The Alternative Is Obvious
Without this, the trajectory is clear. Three to five companies will own the AI stack from infrastructure to consumer service. Every knowledge worker becomes dependent on platforms they don't control and can't compete with. The entire service economy — which is most of the economy — gets squeezed into irrelevance.
And then we'll have the political consequences. Displaced workers, concentrated power, democratic institutions unable to govern entities more powerful than most nations. We've seen this movie. We know how it ends.
Or we draw the lines now. Infrastructure stays infrastructure. Models stay models. Services stay services. Everyone grows. Everyone competes. Everyone innovates. But in their own lane.
The Three-Layer Rule. Simple enough to fit on a napkin. Important enough to save the economy.
It's a regulation, yes. But it's the kind of regulation that creates markets instead of constraining them. And right now, it might be the only idea on the table that actually works.
A Note on "Regulation"
If the word regulation made you flinch, consider this: you're already being regulated. You just didn't elect the regulators.
Apple decides what apps can exist on your phone — and takes 30% of every transaction for the privilege.

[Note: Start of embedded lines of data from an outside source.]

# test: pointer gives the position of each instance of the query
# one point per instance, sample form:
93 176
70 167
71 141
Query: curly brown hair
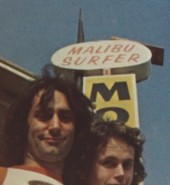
16 127
87 150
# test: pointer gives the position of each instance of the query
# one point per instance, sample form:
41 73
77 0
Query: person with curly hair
111 155
44 124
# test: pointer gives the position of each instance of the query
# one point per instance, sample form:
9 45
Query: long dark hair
101 131
16 127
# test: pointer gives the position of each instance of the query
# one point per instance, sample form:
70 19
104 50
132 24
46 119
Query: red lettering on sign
134 58
75 50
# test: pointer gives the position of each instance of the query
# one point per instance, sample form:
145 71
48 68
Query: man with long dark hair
44 125
111 155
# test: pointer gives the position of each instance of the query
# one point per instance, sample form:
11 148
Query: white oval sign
101 55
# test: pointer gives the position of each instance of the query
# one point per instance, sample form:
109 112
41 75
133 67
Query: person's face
114 164
50 137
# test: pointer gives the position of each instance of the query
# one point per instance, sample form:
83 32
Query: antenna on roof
80 34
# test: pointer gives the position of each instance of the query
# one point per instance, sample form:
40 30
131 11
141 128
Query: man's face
114 165
50 137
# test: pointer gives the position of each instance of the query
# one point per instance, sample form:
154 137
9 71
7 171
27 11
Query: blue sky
31 31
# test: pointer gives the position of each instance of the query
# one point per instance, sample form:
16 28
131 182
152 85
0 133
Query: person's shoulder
3 173
26 175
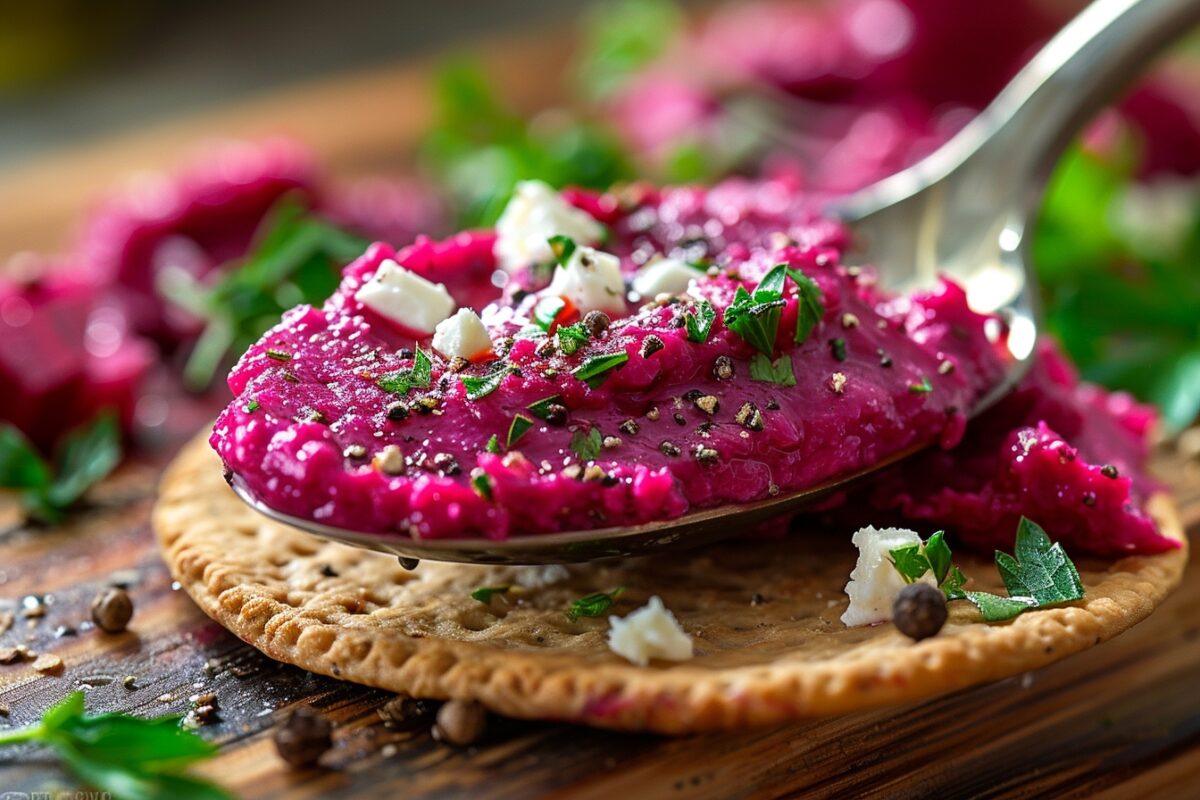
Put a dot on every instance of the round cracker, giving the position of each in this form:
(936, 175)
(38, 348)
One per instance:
(359, 615)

Google controls which businesses get discovered online and buries the ones that don't pay. Amazon decides which products get visibility on the platform where half of all e-commerce happens. These aren't market outcomes. They're policies. Set by private companies. With no appeals process, no transparency, and no democratic accountability.
And then there's healthcare. HIPAA was supposed to protect patient data. In practice, it became a moat. Startups trying to innovate in healthcare spend years and millions navigating compliance — while the same companies selling you a phone, a search engine, and a smart speaker harvest your health data through fitness trackers, search queries, and voice assistants with virtually no oversight. The regulation protects incumbents. The data flows to the giants anyway.
So when someone says "regulation kills innovation," ask them: whose regulation? Because right now, the most consequential regulations in the economy aren't written by governments. They're written by platform companies, enforced unilaterally, and designed to protect their position — not yours.
The Three-Layer Rule doesn't add regulation to an unregulated market. It replaces corporate regulation with democratic regulation. It swaps rules written in boardrooms for rules written in public, with accountability, with the possibility of change.
You're going to be regulated either way. The only question is whether you get a vote.